The biggest differences occur between the measured and calculated waveforms of currents A₈ and A₉ (see Figure 7), flowing through the test object electrical installation and underground cable line. For these relatively very small currents compared to the injected current, the greatest differences were to be expected. In fact, an inability to accurately reproduce a real complex system in the circuit model can significantly affect the obtained computer simulations.

Finally, it should be noted that despite the possibility of using simplified assumptions in a rough analysis of the lightning continuing current distribution in the LPS and attached conducted installations, an accurate frequency-dependent approach is still required for detailed modeling of the current waveshapes in different parts of the system. Moreover, the results of the computer simulations are also influenced by mutual inductances and capacitances, as well as by dispersed capacitances, mainly relative to the ground, which were not included in the presented model. Despite these limitations, it can be stated that the proposed model actually shows the lightning continuing current distribution with a satisfactory level of accuracy.

6. Conclusions

Measurements and the numerical modeling of long-duration current impulses distribution in the lightning protection system, electrical installation, and supply network of the test object presented in the paper represent the close of a more than ten-year period of research conducted at the test site of Huta Poreby. During this period, the effectiveness of various LPS configurations was tested and the results were compared to those obtained at Camp Blanding during experiments with rocket-triggered lightning. The findings of that research have been presented in this paper.

The measurements of lightning continuing current distribution conducted at the test site on a structure equipped with LPS were then modeled using the ATP-EMTP software package. The circuit models of all elements of the tested facility were created and presented in detail, together with a new model of the impulse current generator. The correctness of the proposed models has been confirmed by satisfactory accuracy between the measured and modeled distribution of the lightning continuing current component. Some small differences between the experimental and computational results are caused by an incomplete representation of the actual parameters of the real test object in its numerical model, such as, for example, the mutual and dispersed inductances and capacitances occurring in real conditions.
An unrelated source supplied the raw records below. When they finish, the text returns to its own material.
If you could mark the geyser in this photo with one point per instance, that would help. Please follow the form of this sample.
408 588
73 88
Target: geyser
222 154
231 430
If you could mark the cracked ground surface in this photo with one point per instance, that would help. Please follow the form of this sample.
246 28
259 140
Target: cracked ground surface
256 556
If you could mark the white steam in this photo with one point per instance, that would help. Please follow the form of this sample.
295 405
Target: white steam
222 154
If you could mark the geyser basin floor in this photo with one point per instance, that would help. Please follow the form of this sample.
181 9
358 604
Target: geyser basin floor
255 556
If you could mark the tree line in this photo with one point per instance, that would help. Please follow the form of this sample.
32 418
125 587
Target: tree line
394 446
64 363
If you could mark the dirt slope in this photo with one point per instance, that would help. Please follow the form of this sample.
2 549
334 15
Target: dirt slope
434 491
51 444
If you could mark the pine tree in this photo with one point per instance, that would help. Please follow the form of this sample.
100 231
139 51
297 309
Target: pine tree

The results shown in this paper are, to a certain extent, similar to those presented for the distribution of lightning return strokes obtained during previous research carried out at the University of Florida and at the Rzeszow University of Technology. However, it is worth noting that the efficiency of the LPS system in dissipating the lightning current to the local ground is several percent higher for the continuing current component, compared to the return stroke currents. Moreover, due to the low content of high-frequency components in the spectrum of the long continuing current, the waveshape of this lightning component is practically the same in the entire tested installation. It means that the influence of the frequency-dependent ground impedance on the relatively slower-changing current waveforms of long-duration components is significantly smaller, compared to its effect on the fast-changing waveforms of return strokes, as was expected.